The Dimbleby Wake-Up Call
In his recent Ellison-Cliffe Lecture at the Royal Society of Medicine, Henry Dimbleby cut to the chase: the economics of eating are shifting fast. Appetite-suppressing meds are going mainstream. People feel full sooner, pick smaller portions, and the pull of ultra-processed “quick hits” weakens.
That signals massive disruption – and opportunity – across the food industry. We’re entering a new era:
- Visible health inequality will rise as the wealthy get thinner first.
- Corner shops will struggle as demand for vapes, alcohol, and confectionery drops.
- Food companies will have to compete on health, not harm.
This isn’t just about managing risk; it’s about capturing growth in a market reshaped by pharmaceuticals and driven by wellbeing.
A Market Reset – and a Fresh Produce Opportunity
When shoppers buy less overall, they become choosier. They want food that makes them feel well, not just full. That puts fresh produce front and centre.
You can already see the shift: people say no to sweets and sugary drinks, and yes to fruit, salads, and proper veg. Appetite control creates permission to prioritise quality – to consume more fresh produce, not in volume but in value.
Here’s the pivot in plain English: baskets upgrade. Value moves from “cheap and big” to taste, provenance, and convenience. That favours growers, packers, and retailers who deliver the good stuff – premium varieties, honest ripeness, smaller portions, and ready-to-use produce that fits modern lives and smaller appetites.
Retail Must Match the Moment
Put fresh first – in-store and online. Cut the clutter. Curate confident, simple choices. Make “eat better” the easiest path, not a moral lecture.
And don’t fear that “less food” means less revenue. Growth now comes from meaningful units: right-sized packs, helpful prep, smart pairings that turn produce into meals, and margins that reflect genuine quality.

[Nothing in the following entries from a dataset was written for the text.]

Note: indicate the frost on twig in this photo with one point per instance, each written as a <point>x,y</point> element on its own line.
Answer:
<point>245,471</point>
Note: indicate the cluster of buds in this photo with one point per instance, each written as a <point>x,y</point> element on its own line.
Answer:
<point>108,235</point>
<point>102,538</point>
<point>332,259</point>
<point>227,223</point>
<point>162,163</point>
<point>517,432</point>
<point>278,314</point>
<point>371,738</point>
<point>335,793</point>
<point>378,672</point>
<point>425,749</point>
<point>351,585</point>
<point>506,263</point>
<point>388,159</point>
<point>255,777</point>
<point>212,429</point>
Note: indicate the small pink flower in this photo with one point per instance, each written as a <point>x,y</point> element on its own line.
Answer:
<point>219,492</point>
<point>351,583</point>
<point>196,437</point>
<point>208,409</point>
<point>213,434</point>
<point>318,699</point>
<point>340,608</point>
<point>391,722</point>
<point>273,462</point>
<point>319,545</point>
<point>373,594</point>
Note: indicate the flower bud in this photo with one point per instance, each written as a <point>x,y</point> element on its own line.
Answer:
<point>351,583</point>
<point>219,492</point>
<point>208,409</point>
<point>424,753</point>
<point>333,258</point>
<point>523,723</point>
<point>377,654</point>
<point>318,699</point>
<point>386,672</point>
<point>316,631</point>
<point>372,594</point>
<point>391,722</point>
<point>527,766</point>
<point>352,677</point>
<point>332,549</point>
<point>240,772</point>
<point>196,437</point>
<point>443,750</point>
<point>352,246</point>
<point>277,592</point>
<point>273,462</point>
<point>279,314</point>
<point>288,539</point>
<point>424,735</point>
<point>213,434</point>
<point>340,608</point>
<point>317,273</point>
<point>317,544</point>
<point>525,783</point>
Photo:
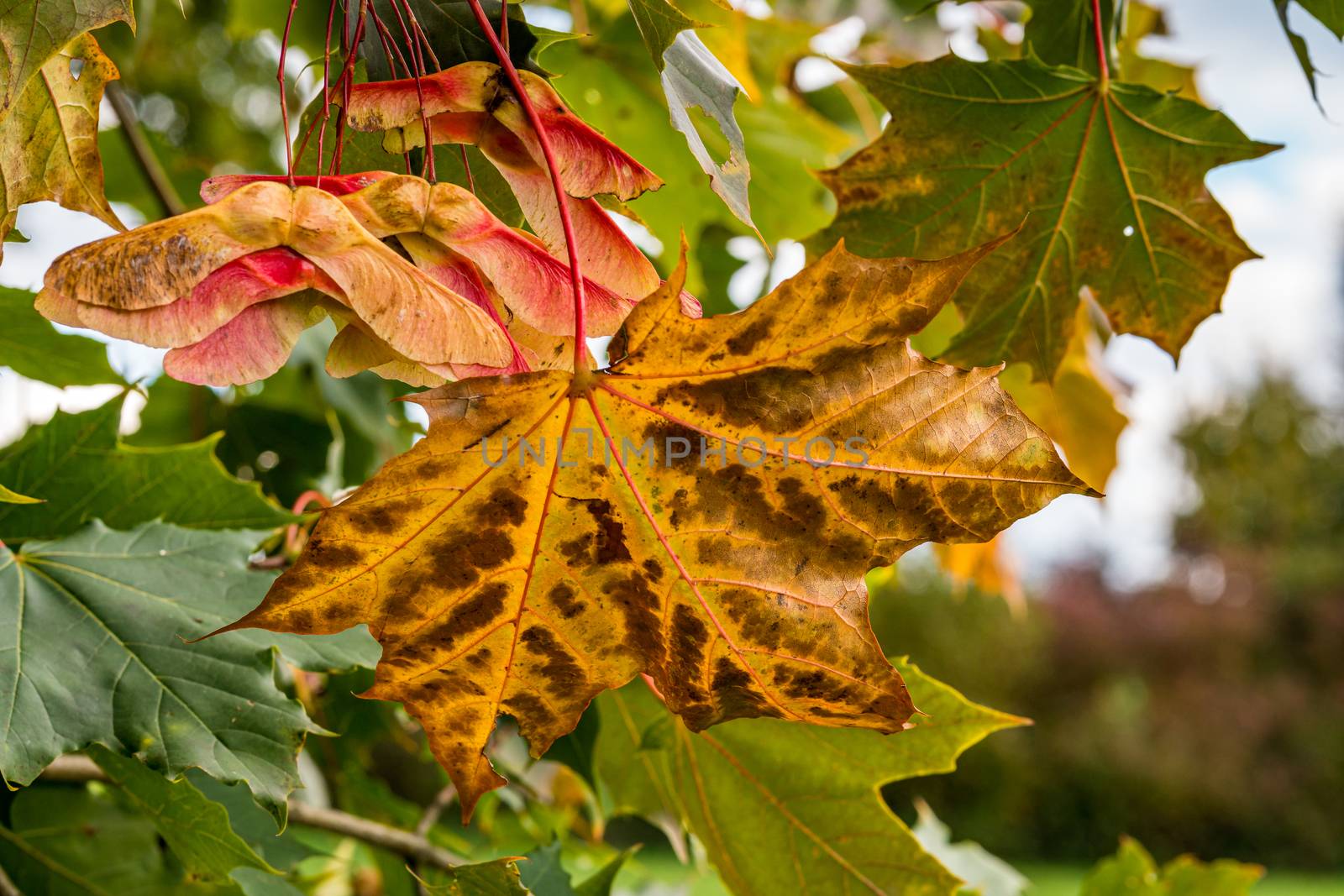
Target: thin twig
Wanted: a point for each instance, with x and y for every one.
(78, 768)
(553, 168)
(143, 152)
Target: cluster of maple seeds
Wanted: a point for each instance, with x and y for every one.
(423, 281)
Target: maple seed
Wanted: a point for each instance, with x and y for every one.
(530, 589)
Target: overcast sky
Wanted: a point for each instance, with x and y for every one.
(1281, 312)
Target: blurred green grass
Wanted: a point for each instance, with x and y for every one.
(1065, 880)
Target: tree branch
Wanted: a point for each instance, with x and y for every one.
(80, 768)
(143, 152)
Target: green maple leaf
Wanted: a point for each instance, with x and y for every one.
(31, 33)
(808, 795)
(34, 348)
(1330, 13)
(81, 472)
(123, 604)
(1108, 176)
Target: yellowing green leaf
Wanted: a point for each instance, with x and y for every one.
(1132, 872)
(66, 841)
(33, 31)
(1108, 176)
(31, 347)
(808, 795)
(530, 586)
(49, 140)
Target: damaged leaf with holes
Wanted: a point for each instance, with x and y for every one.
(528, 584)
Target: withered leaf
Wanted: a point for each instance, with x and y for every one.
(719, 562)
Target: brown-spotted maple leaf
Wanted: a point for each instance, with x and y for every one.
(237, 271)
(719, 562)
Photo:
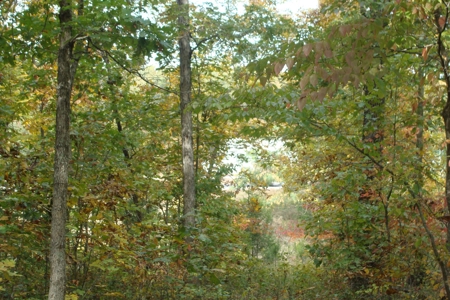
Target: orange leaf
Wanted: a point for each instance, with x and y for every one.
(307, 49)
(442, 21)
(304, 82)
(278, 67)
(425, 53)
(313, 80)
(301, 102)
(290, 63)
(263, 80)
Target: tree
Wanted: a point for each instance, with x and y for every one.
(66, 75)
(186, 116)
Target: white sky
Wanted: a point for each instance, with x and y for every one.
(285, 6)
(294, 5)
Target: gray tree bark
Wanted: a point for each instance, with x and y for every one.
(186, 116)
(62, 156)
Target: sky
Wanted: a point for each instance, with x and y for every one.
(294, 5)
(285, 6)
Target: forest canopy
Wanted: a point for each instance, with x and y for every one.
(172, 150)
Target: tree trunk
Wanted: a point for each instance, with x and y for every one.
(186, 116)
(62, 156)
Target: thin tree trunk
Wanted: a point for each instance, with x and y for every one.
(186, 116)
(62, 156)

Decide what you stand for: fresher, simpler, faster. Get formats right. Make it effortless for shoppers to enjoy fresh produce daily. Tell the story in one sentence – why it tastes good and how to use it tonight. Partner with retailers to put fresh produce at the front of the aisle and the front of consumers’ minds.
Lead, Don’t Follow
The economics of health are finally aligning with common sense. Fresh produce doesn’t need reformulating or spin. It’s the original functional food – and this is its moment.
As consumers eat less but choose better, let’s make sure the choice they make is fresh. If we do, the fresh produce sector won’t just adapt – it’ll lead the next era of food.